Mukherjea estimates that demand for daily essentials from fast-moving consumer goods is likely to sustain in the coming quarters, though logistical concerns might rise, considering that several parts of the country remain under a lockdown. “The main issue is whether the money that the RBI/government is racking up through stimuli leads to a rise in consumption for the low-income people,” says Mukherjea. Will this lead to increased supplies from corporates? Mukherjea believes so, instead of raising prices of goods and services.
It is a given that the work from home model is here to stay. As a result, people will invest more in hardware—laptops, notebooks, personal computers, broadband services, flexible camera and caller visibility—in the coming months. As corporate revenues and salaries remain uncertain, wherever there is an element of discretion, such as bikes, small cars, slippers or even innerwear, we could see a demand disruption of four to six months, but it will start to recover after that, Mukherjea says.
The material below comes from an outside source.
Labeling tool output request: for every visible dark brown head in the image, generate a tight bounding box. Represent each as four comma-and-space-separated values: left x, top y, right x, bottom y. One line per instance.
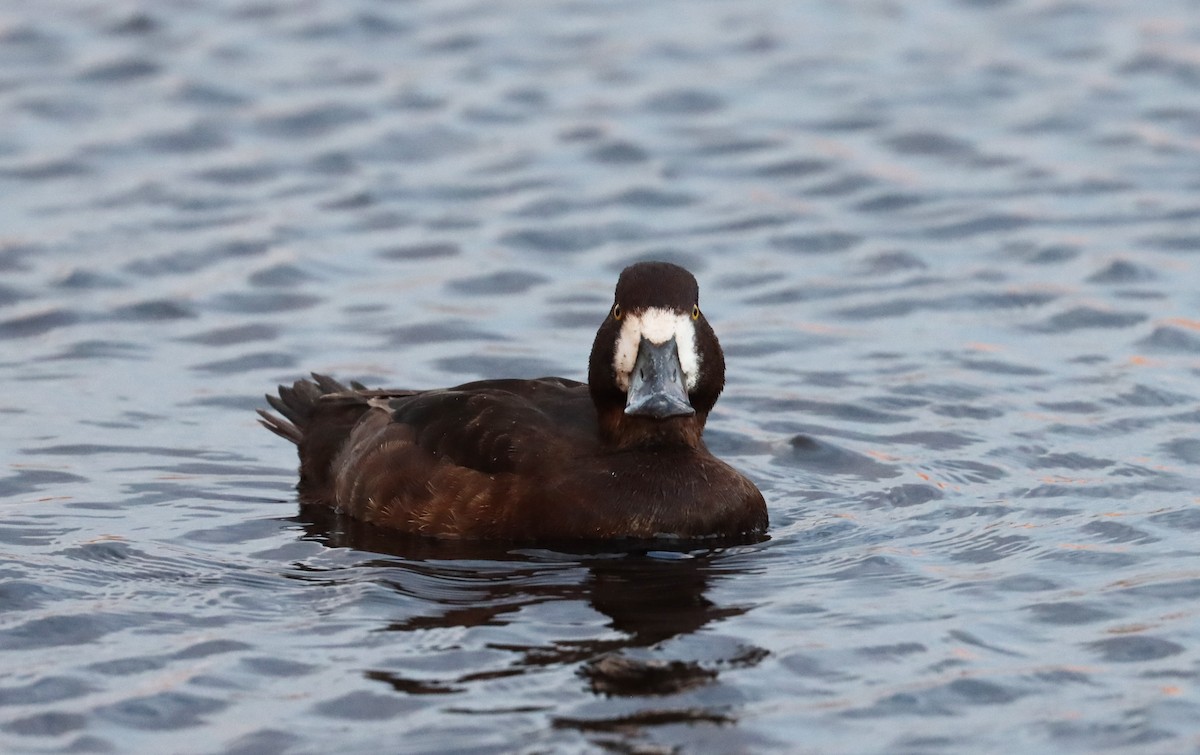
588, 262, 725, 447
He continues to be bullish about the future of pharma firms such as Divi’s Laboratories and diagnostics firm DLPL, in the post-Covid-19 world. Pharmaceutical companies will be sought after as western pharmaceutical giants will resort to buying more active pharmaceutical ingredients from India rather than China, says Mukherjea. Haldar of SRL Diagnostics is confident that his business will see a V-shaped recovery once normalcy returns.
“The demand for component parts for companies such as Electrolux, LG and Samsung will continue to be strong [as they would seek to reduce their dependence on China in the supply chain and look towards India],” adds Mukherjea. Just as other companies look for alternatives to sourcing from China, they will also aim to turn India into a regional manufacturing hub not just for the domestic market but also the global market. India will, however, face competition from Malaysia and Vietnam in this space.
Experts are ruling out growth for the hospitality, airlines and tourism space in 2020, where job cuts and downsizing of operations are on in a massive way.
The next few months will be the toughest for micro- and small businesses in the manufacturing space as they seek to revive business. SKV Srinivasan, former IDBI banker and mentor to SMEs, says a lot of them will find it difficult to survive. “With fixed costs and no revenues from customers, managing salaries and erratic cash flows will be extremely difficult,” he explains.
A small recovery in business in the second half of FY21 can be assumed only if Covid-19 cases start to stabilise. Dr Anup Warrier, an expert in the control of infectious diseases at Aster DM Healthcare in Kochi, Kerala, fears that as India lifts the lockdown in a phased manner, “we could see community transmission and a peak in Covid-19 cases over the next 3-6 months”. The most workable solution for hotspots, adds Warrier, is for the lockdown for containment areas to continue for an additonal 1-2 months.
Kerala has been a rare success story in managing to flatten the curve in Covid-19 cases, through aggressive contact tracking and testing. Warrier says emergency rooms at hospitals in the state are “not stretched”. In late April, new Covid-19 cases in Kerala averaged 3-6 per day compared to 15 in mid-April.
Covid-19 or not, the corporate world across the globe and in India will never be the same again. Business leaders and their decisions will become insular, promoters will continue to make their firms become leaner, more digitalized, and crisis management and business continuity plans will be common jargon.
But once they sail through the Covid-19 storm, 2021 could promise better fortunes.